Saint Anthony's Primary School: M and me found it interesting seeing how the rain gauge after storm Abigail.

Professor Plant: Hi Saint Anthony’s, I was interested to see your rain readings after the storm. Other schools reported heavy rain fall for this week, including Silverdale St. John's CE School: ‘Another wet week - we certainly don't need to water our bulbs!’ and Drumpark Primary ASN School: ‘We had lots of rain and wind at the end of the week from Storm Abigail.’ And Shakespeare Primary School: ‘Dear Professor Plant, We got absolutely soaked on Friday. It rained nonstop! We are loving the project though.’


Bent Primary School: Sorry we were at a residential trip for 3 days and although we asked the weather to be recorded , we do not think their results are accurate enough to add to the data.

Professor Plant: Not to worry Bent Primary School, thank you for trying to arrange for the data to be collected but you did the right thing by entering ‘no record’ if the readings weren’t accurate. Keep up the good work!

Teacher: On Thursday we needed to keep our plants in because of the strong winds and rain also because the storm [Abigail] was going to blow them away or make them fall over.

Professor Plant: Hi there, well done for looking out for your bulbs. We do ask that the pots are kept outside to ensure a fair experiment, but you did the right thing by taking them inside until the storm passed. It’s always best to keep them in a cool area as a warm room could affect the results. Keep up the good work Bulb Buddies.

 

Calderwood Primary School: We have had such stormy weather this week with really high winds. It is also to be very cold over the weekend. We hope that our bulbs outside will be ok. We have been taking good care of our bulbs in the class.

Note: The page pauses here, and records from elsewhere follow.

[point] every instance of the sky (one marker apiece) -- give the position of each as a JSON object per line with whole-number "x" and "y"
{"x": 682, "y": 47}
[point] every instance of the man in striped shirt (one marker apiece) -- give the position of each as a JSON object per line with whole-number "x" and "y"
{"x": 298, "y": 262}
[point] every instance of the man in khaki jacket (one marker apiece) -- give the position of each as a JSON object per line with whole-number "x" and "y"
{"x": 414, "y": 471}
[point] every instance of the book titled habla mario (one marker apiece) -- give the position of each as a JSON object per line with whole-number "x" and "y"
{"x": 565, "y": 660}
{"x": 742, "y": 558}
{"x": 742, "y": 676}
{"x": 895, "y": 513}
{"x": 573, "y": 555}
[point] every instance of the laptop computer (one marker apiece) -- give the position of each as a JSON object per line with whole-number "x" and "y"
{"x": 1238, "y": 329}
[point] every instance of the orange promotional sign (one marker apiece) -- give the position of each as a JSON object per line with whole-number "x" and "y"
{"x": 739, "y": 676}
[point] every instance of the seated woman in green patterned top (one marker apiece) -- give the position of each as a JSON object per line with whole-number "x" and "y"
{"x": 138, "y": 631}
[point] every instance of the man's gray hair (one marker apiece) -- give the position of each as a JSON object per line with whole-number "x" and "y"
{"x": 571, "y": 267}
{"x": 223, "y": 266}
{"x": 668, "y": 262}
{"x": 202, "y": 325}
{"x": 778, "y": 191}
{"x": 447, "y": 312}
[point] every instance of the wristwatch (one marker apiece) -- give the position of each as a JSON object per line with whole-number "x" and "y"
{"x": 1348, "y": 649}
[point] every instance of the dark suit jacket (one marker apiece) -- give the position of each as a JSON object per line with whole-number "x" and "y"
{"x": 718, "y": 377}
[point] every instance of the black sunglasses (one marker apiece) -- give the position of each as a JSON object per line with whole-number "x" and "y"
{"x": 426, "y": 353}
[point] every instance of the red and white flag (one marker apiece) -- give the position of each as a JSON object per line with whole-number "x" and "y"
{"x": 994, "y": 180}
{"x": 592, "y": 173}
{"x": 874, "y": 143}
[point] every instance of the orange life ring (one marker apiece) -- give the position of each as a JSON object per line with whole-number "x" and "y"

Professor Plant: Thank you for taking such good care of your bulbs Calderwood Primary. Remember that all your bulbs in pots should be kept outside in a sheltered area. If some are inside and some are outside you can compare the flowering dates to see if those inside or outside flower first. If this is the case then please only enter flowering dates to the Museum website for the plants being kept outside. Keep up the good work bulb buddies!

 

Betws Primary School: A stormy week, we are hoping our plants are not too soggy! St. Paul's Primary School: Another very wet start to the week! We wonder if the extra rain will affect how the bulbs grow later! Are they drowning?

Professor Plant: Not to worry Betws and St Paul’s Primary, the bulbs like the rain and will be fine. The holes at the bottom of the pot allow excess water to drain away. If it is raining a lot and the soil is moist then there is no need to water the plants. The amount of rain does affect the development of the plants, they develop later in years with less rain and less sunlight hours. Why not have a look at the report 2005-2015 on the Spring Bulbs website and compare your readings so far this year to the average readings for last year? Do you think your flowers will appear earlier or later this year?
 

East Fulton Primary School: Thank you for the super seeds and certificate - it is now up on our Science wall!

Professor Plant: Hi East Fulton Primary. The seeds and certificate were provided by the Edina Trust – I’m glad you liked them! I’m sure the Edina Trust would love a photo of your science wall! Keep up the good work Bulb Buddies!


Ladywell Primary School: We have still yet to experience the flowering of our plants and hope we get to see them soon.

Professor Plant: Hi Ladywell Primary you have a little while to wait yet! Your plants should flower between February and March. Well done for looking after them so well. Keep up the good work!